Most of the media has focussed on whether American Sniper is accurate as if that's what the controversy about the movie is all about.
So it's worth noting that a number of soldiers have come forward to condemn the film--not because it's inaccurate, but because the message it conveys about the war is propagandistic and plays down what a disaster the Iraq War was for both Iraq and the United States.
We need to start compiling these pieces so the attack on the movie doesn't seem like it's just coming from lefties. Soldiers are horrified and angry too. If you know of other pieces, please add them here!
Adrian Bonenberger makes what I think are some of the best points--
This reflects a truth that the movie itself seeks to avoid: War is political, and a movie about war is bound to make political pronouncements. When you sit down to enjoy American Sniper, you are committing a political act, and your evaluation of the movie, and Kyle as a person, reflects your political attitudes...
We need a fictional movie with a plot, with a narrative, that isn't afraid to acknowledge certain truths about war: namely, that there are no heroes. There are no good guys. Killing doesn't lead to epiphany or to personal truth, save as a horrified revelation of human guilt. The people who thrive at war accept some of war's hatred inside them. This does not make American soldiers or the Muslim fighters we call terrorists heroes or monsters—it makes them human.
Ross Caputi, a former Marine who participated in the 2nd Siege of Fallujah, writes about the glaring omissions in American Sniper. By focusing on the story of an individual rather than the larger context of the war, the movie spares us from asking tough questions about the war.
The criminality that has characterized American military engagements since the American Indian Wars, and most recently in Iraq and Afghanistan, is hardly noticeable in this film. And that’s exactly my point... the most insightful part of this film is what is not in it.
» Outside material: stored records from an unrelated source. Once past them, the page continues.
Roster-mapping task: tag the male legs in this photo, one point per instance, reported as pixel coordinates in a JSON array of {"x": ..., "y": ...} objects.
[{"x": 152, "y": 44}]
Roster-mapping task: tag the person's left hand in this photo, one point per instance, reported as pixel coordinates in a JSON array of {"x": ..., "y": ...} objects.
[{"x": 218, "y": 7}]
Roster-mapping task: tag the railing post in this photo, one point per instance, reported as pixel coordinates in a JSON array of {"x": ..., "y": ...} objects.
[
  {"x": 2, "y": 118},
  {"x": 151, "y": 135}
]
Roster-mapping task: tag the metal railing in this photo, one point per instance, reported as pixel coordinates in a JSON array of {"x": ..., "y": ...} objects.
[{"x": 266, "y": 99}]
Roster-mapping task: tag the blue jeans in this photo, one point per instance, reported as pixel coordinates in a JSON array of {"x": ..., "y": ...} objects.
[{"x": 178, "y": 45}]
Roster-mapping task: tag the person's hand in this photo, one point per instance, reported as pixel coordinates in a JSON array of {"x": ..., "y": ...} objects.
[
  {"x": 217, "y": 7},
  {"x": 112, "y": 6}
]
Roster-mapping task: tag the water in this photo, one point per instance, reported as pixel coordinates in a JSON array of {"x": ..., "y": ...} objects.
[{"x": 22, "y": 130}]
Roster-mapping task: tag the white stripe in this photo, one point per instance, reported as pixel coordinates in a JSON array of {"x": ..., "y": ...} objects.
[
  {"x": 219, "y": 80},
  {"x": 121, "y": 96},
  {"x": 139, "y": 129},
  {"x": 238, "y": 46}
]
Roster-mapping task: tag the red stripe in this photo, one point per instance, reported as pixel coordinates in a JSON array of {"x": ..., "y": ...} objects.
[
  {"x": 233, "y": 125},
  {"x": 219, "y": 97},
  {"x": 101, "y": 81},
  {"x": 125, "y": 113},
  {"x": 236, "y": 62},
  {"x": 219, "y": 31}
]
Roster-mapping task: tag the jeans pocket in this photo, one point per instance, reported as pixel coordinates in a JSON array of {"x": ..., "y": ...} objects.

Brock McIntosh, who fought in the war in Afghanistan, takes issue with the movie's portrayal of the American military as deeply concerned about the morality of its actions.
In the movie’s first scene, Cooper faces a moral dilemma that never happened in real life. Cooper suspects a boy is preparing to send an improvised explosive device, or IED, toward a convoy of approaching Marines on the streets of Fallujah. Either he kills a child or the child kills Marines. A soldier next to Cooper warns, “They’ll send your ass to Leavenworth if you’re wrong.” In writing this line, Hall implies that killing civilians is a war crime and U.S. military members are sent to prison for it. If U.S. soldiers, including Kyle, don’t seem to be getting punished for killing civilians, then they must not be killing civilians.
Garett and I agreed that even if that boy was a civilian, nothing would have happened to Cooper for shooting him. Both of us were trained to take detailed notes with the understanding that if something went wrong, it would be corrected in the report. Americans were responsible for thousands of Iraqi deaths and almost none were held accountable.